Strategy offers some gains in poor market

With the Canadian market performing so poorly this year there may be on opportunity for advisors to take advantage of a little used strategy

An opportunity that doesn’t usually present itself for advisors should be available this year.

“With the Canadian stock market down more than 7% this year, it is likely that taxable investors who implemented the majority of their portfolio during the 2015 calendar year will have some tax loss selling opportunities available,” said Justin Bender, an advisor at PWL Capital in Toronto.

“As many Canadians tend to hold their Canadian equities in their taxable accounts, there could be more tax loss selling than usual in 2015, as they have been one of the worst performing asset classes year-to-date.”

The deadline in order for trades in order for losses to be available for 2015, is Dec 24th for Canadian listed securities and Dec 28 for U.S.-listed securities.

ETF investors might benefit more from this strategy.

“For passive ETF investors in relatively high tax brackets, it should certainly be discussed with their tax advisor (as the tax benefits can outweigh the implementation costs),” said Bender. “For individual stock pickers or active mutual fund investors, there is more uncertainty as to whether the benefits will outweigh the costs.  For example, if a stock or mutual fund is sold and replaced with another security for 30 days (in order to avoid the superficial loss rules), the replacement security’s performance may lag behind the original security by such a degree as to offset any tax advantage of the strategy.”

When an ETF is sold at a loss, it should generally be replaced with a similar but not identical security, in order to avoid the superficial loss rules and maintain your market exposure. 

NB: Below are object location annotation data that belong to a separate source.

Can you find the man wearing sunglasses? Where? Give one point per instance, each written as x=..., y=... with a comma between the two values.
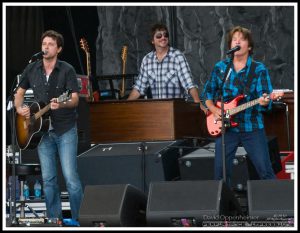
x=165, y=71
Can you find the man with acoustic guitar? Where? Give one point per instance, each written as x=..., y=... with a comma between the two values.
x=246, y=77
x=49, y=78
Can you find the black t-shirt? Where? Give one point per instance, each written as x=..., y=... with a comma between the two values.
x=62, y=78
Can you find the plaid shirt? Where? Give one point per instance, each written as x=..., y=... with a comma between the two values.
x=169, y=78
x=251, y=118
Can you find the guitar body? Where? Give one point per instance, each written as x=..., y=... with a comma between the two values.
x=215, y=127
x=30, y=131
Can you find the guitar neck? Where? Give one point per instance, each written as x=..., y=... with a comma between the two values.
x=244, y=106
x=88, y=64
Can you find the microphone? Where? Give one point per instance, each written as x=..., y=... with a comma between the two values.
x=234, y=49
x=37, y=55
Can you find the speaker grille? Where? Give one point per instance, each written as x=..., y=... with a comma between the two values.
x=271, y=198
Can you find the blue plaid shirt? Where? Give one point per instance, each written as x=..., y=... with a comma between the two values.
x=169, y=78
x=236, y=84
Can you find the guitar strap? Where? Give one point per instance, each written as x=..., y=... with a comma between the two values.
x=251, y=75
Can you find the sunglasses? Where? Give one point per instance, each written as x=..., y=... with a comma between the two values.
x=160, y=35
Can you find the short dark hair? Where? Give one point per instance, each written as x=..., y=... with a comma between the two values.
x=158, y=27
x=246, y=33
x=55, y=36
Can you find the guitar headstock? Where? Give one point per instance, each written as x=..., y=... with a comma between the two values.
x=65, y=96
x=276, y=95
x=84, y=45
x=124, y=53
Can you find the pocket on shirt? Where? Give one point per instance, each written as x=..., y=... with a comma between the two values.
x=171, y=78
x=151, y=78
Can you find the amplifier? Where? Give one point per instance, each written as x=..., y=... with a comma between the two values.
x=199, y=165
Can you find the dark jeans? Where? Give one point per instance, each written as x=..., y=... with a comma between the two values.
x=256, y=146
x=66, y=147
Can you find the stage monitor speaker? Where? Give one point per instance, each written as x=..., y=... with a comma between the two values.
x=199, y=165
x=119, y=205
x=124, y=163
x=189, y=203
x=271, y=199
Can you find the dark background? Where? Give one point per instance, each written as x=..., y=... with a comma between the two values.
x=198, y=31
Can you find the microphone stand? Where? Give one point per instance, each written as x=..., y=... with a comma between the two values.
x=12, y=217
x=223, y=120
x=143, y=149
x=12, y=202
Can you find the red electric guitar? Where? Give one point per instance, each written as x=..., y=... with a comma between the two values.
x=231, y=108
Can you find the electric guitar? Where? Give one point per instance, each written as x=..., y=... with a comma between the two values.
x=85, y=47
x=29, y=131
x=124, y=57
x=230, y=109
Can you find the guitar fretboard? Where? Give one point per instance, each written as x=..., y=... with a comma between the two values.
x=244, y=106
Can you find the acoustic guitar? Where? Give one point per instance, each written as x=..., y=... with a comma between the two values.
x=29, y=131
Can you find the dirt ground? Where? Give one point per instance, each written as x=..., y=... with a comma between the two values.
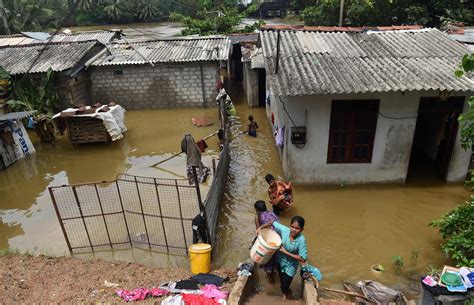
x=41, y=279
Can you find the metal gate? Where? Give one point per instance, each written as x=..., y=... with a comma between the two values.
x=132, y=211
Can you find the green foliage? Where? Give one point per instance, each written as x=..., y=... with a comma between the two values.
x=36, y=95
x=208, y=23
x=325, y=13
x=386, y=12
x=360, y=12
x=252, y=8
x=457, y=230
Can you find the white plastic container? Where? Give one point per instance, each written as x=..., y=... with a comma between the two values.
x=266, y=244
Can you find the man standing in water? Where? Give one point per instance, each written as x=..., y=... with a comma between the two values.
x=280, y=193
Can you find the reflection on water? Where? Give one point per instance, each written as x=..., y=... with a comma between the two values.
x=348, y=228
x=28, y=220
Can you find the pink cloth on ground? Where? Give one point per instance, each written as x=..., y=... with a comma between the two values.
x=212, y=291
x=140, y=294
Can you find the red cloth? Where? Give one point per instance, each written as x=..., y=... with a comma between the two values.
x=196, y=299
x=202, y=145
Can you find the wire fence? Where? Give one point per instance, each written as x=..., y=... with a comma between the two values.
x=140, y=212
x=214, y=196
x=132, y=211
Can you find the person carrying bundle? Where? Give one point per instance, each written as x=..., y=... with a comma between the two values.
x=193, y=159
x=280, y=193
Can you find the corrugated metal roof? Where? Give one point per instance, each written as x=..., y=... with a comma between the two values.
x=187, y=49
x=16, y=115
x=344, y=63
x=40, y=57
x=24, y=39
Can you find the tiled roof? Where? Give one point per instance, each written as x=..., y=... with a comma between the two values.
x=345, y=63
x=40, y=57
x=186, y=49
x=23, y=39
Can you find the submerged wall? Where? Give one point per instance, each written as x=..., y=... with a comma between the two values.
x=392, y=143
x=161, y=86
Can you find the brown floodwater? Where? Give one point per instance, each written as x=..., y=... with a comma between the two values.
x=348, y=228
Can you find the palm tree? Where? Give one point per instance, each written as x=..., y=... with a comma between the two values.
x=147, y=9
x=114, y=10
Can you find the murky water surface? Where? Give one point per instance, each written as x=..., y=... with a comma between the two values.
x=348, y=228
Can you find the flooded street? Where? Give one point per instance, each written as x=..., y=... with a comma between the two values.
x=27, y=217
x=348, y=228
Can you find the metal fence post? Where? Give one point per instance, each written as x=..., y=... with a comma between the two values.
x=201, y=205
x=51, y=193
x=82, y=216
x=143, y=213
x=123, y=211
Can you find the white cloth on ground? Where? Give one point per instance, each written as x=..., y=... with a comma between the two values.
x=173, y=300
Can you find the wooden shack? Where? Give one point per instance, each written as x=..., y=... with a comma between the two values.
x=92, y=124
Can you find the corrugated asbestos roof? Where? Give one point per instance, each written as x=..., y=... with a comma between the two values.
x=23, y=39
x=215, y=48
x=39, y=58
x=345, y=63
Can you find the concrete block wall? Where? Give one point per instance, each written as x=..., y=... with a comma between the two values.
x=250, y=81
x=161, y=86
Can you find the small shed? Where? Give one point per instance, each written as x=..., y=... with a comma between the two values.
x=99, y=123
x=14, y=140
x=167, y=73
x=65, y=58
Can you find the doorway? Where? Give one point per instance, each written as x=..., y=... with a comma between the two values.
x=262, y=90
x=435, y=134
x=237, y=65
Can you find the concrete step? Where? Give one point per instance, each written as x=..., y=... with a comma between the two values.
x=263, y=298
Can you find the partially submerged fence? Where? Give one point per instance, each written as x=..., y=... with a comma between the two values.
x=214, y=196
x=147, y=213
x=142, y=212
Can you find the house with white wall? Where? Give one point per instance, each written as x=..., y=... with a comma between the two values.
x=366, y=107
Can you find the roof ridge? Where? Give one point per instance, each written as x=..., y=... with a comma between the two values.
x=45, y=43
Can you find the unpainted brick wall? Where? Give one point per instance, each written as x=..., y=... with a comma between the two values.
x=161, y=86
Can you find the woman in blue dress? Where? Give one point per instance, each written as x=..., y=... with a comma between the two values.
x=292, y=252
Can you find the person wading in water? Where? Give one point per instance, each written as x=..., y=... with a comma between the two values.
x=280, y=193
x=292, y=252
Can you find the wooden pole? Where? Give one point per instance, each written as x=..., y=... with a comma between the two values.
x=4, y=17
x=277, y=63
x=341, y=13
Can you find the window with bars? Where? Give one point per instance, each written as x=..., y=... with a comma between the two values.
x=352, y=131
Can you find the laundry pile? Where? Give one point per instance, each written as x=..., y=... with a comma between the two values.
x=452, y=280
x=201, y=289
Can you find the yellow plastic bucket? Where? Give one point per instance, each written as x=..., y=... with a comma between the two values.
x=200, y=258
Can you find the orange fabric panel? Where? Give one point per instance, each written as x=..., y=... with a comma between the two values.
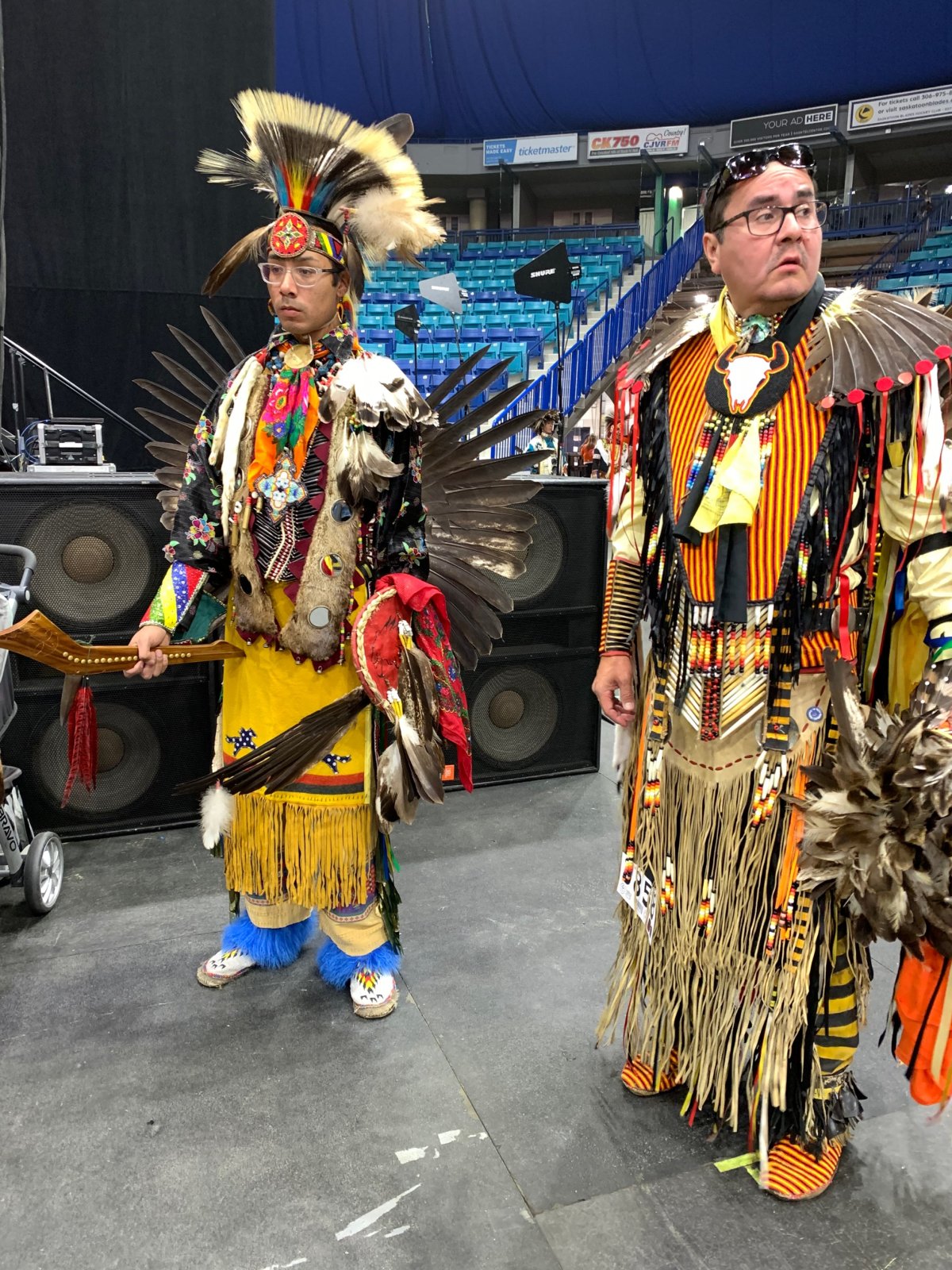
x=799, y=431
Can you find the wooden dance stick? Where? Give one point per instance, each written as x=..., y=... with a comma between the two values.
x=42, y=641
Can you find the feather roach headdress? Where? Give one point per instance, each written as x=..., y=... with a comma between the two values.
x=342, y=188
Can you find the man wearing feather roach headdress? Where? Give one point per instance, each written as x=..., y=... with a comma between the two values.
x=301, y=503
x=789, y=498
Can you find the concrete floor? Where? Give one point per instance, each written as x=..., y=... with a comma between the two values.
x=150, y=1123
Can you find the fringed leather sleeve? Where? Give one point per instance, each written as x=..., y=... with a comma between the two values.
x=622, y=606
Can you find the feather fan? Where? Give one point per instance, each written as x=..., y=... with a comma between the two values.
x=877, y=826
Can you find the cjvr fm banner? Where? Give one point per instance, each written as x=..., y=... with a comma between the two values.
x=672, y=140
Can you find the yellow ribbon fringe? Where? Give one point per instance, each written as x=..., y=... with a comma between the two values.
x=311, y=856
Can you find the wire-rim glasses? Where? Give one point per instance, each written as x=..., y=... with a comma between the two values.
x=304, y=275
x=767, y=221
x=752, y=163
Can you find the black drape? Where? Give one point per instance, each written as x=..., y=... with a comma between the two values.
x=109, y=229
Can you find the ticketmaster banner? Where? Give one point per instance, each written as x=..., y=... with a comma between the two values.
x=562, y=148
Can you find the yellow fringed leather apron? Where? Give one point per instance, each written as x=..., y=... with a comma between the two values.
x=311, y=842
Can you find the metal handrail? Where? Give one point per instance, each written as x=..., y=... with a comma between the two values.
x=881, y=264
x=48, y=372
x=588, y=360
x=543, y=232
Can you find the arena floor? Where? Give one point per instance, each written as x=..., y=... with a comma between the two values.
x=152, y=1123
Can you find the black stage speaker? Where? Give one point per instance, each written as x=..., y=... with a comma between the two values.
x=152, y=736
x=99, y=562
x=531, y=706
x=98, y=545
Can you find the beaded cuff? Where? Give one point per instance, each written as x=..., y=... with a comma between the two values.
x=622, y=606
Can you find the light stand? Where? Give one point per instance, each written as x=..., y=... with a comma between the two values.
x=550, y=277
x=408, y=321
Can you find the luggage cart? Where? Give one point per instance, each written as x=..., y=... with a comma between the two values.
x=33, y=861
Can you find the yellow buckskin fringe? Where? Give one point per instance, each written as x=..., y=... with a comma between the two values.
x=720, y=1000
x=309, y=855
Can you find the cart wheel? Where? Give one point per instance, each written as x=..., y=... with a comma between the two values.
x=42, y=873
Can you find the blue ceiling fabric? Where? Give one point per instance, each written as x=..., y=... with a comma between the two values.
x=474, y=69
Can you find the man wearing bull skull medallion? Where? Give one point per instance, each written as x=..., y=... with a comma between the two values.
x=787, y=497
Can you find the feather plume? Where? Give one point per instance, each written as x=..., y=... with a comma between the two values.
x=289, y=755
x=397, y=795
x=217, y=814
x=374, y=217
x=190, y=383
x=877, y=827
x=670, y=330
x=200, y=356
x=232, y=349
x=862, y=337
x=321, y=162
x=365, y=470
x=378, y=391
x=175, y=429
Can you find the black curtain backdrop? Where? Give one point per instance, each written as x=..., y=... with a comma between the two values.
x=109, y=229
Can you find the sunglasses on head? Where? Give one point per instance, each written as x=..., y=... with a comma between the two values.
x=752, y=163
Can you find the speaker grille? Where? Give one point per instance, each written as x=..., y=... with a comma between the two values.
x=152, y=736
x=545, y=559
x=514, y=714
x=98, y=546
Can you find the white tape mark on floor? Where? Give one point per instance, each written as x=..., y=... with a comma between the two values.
x=361, y=1223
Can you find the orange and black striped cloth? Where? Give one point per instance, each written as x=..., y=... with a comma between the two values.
x=793, y=1172
x=799, y=431
x=622, y=605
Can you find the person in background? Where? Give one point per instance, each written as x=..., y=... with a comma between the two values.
x=545, y=440
x=271, y=508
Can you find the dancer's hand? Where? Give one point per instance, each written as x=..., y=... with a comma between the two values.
x=615, y=689
x=149, y=643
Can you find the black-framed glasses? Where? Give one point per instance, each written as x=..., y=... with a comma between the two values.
x=304, y=275
x=766, y=221
x=752, y=163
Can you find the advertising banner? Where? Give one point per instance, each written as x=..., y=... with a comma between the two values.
x=562, y=148
x=626, y=143
x=880, y=112
x=763, y=130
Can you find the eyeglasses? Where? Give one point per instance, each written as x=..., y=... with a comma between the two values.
x=752, y=163
x=766, y=221
x=304, y=275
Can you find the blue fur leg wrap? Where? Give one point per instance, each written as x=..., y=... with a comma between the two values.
x=336, y=968
x=271, y=949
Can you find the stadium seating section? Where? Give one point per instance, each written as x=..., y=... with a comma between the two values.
x=928, y=267
x=493, y=314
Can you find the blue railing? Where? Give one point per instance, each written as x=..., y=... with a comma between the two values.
x=588, y=360
x=545, y=234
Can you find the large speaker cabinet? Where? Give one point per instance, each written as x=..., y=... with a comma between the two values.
x=98, y=545
x=531, y=706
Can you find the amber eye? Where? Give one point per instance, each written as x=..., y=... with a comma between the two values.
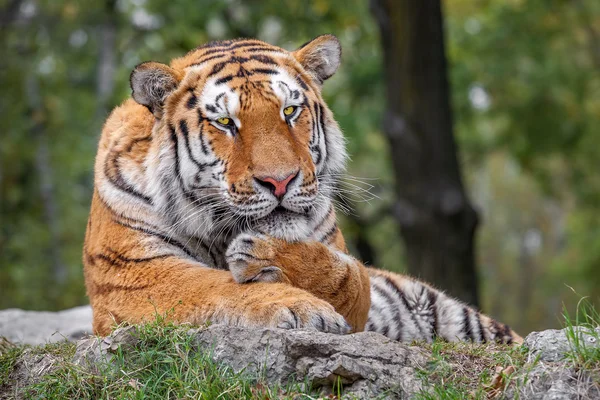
x=224, y=121
x=289, y=110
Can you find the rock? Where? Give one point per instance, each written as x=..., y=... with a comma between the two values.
x=553, y=345
x=39, y=327
x=367, y=364
x=551, y=373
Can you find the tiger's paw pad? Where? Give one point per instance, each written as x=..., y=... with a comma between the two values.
x=250, y=258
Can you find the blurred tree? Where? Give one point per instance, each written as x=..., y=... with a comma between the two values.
x=436, y=218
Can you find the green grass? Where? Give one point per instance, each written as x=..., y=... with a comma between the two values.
x=8, y=359
x=162, y=364
x=467, y=370
x=583, y=337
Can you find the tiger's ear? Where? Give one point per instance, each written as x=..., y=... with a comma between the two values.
x=151, y=83
x=320, y=57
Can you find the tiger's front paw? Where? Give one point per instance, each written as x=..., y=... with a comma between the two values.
x=251, y=258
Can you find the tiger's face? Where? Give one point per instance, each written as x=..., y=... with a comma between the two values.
x=246, y=139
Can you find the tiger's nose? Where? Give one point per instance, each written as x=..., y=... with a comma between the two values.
x=277, y=186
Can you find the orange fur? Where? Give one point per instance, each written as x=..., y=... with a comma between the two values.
x=131, y=274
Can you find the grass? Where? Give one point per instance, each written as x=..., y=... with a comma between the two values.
x=473, y=371
x=162, y=364
x=469, y=371
x=583, y=336
x=8, y=359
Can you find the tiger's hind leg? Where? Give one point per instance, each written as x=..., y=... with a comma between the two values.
x=405, y=309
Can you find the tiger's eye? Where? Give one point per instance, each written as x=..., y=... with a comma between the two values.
x=289, y=110
x=224, y=121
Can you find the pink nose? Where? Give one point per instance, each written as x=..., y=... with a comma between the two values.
x=276, y=186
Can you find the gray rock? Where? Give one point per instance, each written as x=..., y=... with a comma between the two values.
x=367, y=364
x=551, y=373
x=39, y=327
x=553, y=345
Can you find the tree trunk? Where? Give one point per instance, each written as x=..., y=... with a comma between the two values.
x=436, y=219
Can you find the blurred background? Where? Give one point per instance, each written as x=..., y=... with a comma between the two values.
x=479, y=142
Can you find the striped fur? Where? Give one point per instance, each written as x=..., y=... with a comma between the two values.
x=184, y=218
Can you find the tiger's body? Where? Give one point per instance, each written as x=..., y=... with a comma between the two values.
x=212, y=199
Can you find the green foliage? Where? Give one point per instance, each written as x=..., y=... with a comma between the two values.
x=467, y=370
x=526, y=100
x=583, y=333
x=8, y=360
x=164, y=363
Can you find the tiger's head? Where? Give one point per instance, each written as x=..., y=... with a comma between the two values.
x=244, y=138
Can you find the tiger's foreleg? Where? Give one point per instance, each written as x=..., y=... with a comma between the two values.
x=406, y=309
x=324, y=271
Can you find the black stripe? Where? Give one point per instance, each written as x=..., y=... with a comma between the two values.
x=123, y=258
x=432, y=297
x=404, y=301
x=397, y=314
x=267, y=71
x=263, y=59
x=186, y=136
x=265, y=49
x=202, y=60
x=164, y=238
x=191, y=197
x=229, y=47
x=192, y=102
x=343, y=282
x=117, y=179
x=480, y=327
x=322, y=132
x=328, y=234
x=217, y=68
x=224, y=79
x=301, y=82
x=467, y=324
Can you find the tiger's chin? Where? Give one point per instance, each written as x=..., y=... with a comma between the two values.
x=285, y=224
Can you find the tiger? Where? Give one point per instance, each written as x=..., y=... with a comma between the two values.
x=213, y=203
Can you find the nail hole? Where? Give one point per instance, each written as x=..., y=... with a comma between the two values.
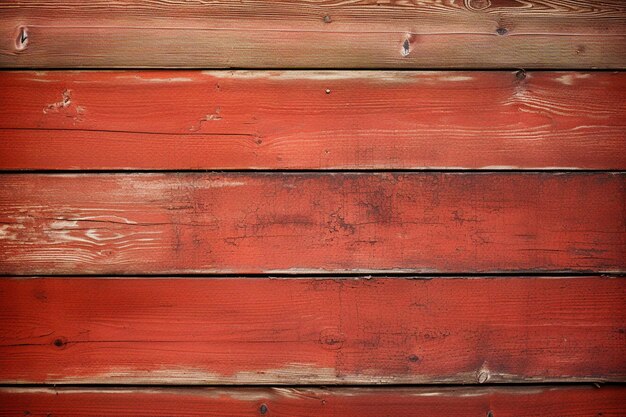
x=406, y=47
x=22, y=39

“Luckily, there are many ETFs from Vanguard Canada, BlackRock Canada, and BMO that can give investors similar market exposure,” said Bender. “This reduces the likelihood that the replacement ETF will underperform the original ETF during the 30 day holding period.  At the end of the 30 day holding period, the investor may even choose to keep the replacement ETF and not switch back to the original ETF in order to avoid additional bid-ask spreads and commissions (if they are indifferent between holding either security).”